Пять минут одиннадцатого. С первых же улиц SZ становилось ясно: этот своенравный город, самовольно провозглашённый аристократом, не желал замечать, что на сотни километров в любую сторону от него жизнь остановилась, забылась в глубоком прошлом. Единство футуристического архитектурного облика, технологичность и нечеловеческая просчитанность противоречили всему тому хаотичному и устаревшему убожеству, случайно дошедшему до наших дней: не только умирающим Старым Болотам, но и дурновкусным усадьбам типа капитанской, а также вечно серым муравейникам, в чьих тоннелях истопталась моя прежняя жизнь. Ансамбли элегантных белых и бледно-голубых строений временами украшали всплески неправдоподобно яркой зелени и витражные врезки эзотеричных фрактальных рисунков и коллажей, но эти детали, как драгоценности на старинных портретах каких-нибудь придворных дам, только подчёркивали общую холодность и расчётливость. Ровную решётку автомобильных дорог наложили на столь же ровную решётку скверов с покрытыми какой-то серебристой полиролью растениями, а перпендикулярно им поставили ряды сложенных из конструктора высоких зданий. Возникало ощущение, что на весь город наброшена тонкая сеть: где-то серо-зеленоватая, где-то палладиевая – решётчатая фактура всех поверхностей была заметна не сразу, но из-за неё любой элемент с трудом можно было воспринять в отрыве от целого. Фрагментарность оборачивалась ощущением всеобщей скреплённости, и казалось, что всё здесь состоит из каких-то особых, будто бы сверхпрочных и не подвластных времени материалов. Мне сразу вспомнился старенький разваливающийся вокзальчик на станции – нечто подобное никогда не могло бы появиться в границах SZ.

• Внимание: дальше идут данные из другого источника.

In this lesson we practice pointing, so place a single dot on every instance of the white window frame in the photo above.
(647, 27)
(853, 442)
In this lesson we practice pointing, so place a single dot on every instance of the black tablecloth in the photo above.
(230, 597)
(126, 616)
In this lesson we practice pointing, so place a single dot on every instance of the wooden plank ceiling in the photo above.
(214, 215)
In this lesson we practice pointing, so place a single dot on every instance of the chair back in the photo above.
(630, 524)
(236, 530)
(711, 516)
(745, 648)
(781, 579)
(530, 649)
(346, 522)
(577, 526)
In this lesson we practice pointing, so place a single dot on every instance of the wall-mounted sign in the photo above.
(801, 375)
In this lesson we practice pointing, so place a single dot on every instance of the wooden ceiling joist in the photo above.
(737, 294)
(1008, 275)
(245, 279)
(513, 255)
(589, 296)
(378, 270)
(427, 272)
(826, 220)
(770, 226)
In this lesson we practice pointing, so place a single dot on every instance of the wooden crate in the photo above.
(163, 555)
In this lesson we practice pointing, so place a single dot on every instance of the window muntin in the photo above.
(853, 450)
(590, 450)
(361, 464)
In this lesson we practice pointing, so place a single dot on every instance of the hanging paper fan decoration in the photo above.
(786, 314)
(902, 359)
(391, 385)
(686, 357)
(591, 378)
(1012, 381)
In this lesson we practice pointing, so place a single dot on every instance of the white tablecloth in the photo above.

«Видишь, шурин, мой город,

настоебенивший до слёз».


Понемногу я начал различать потрясающее множество неприметных указателей-символов, объяснявших, куда идти, как воспользоваться той или иной услугой и как, на крайний случай, вызвать справку, которая уж точно объяснит, как узнать, куда идти и как воспользоваться той или иной услугой. Город-сеть был также и городом-текстом, где ни один сантиметр пространства не мог остаться вне классификации и практического назначения. Так что и диких пустырей, на которых хозяйничают собачьи стаи, а дети рискуют вернуться домой с прокушенными штанами, в SZ тоже не знали.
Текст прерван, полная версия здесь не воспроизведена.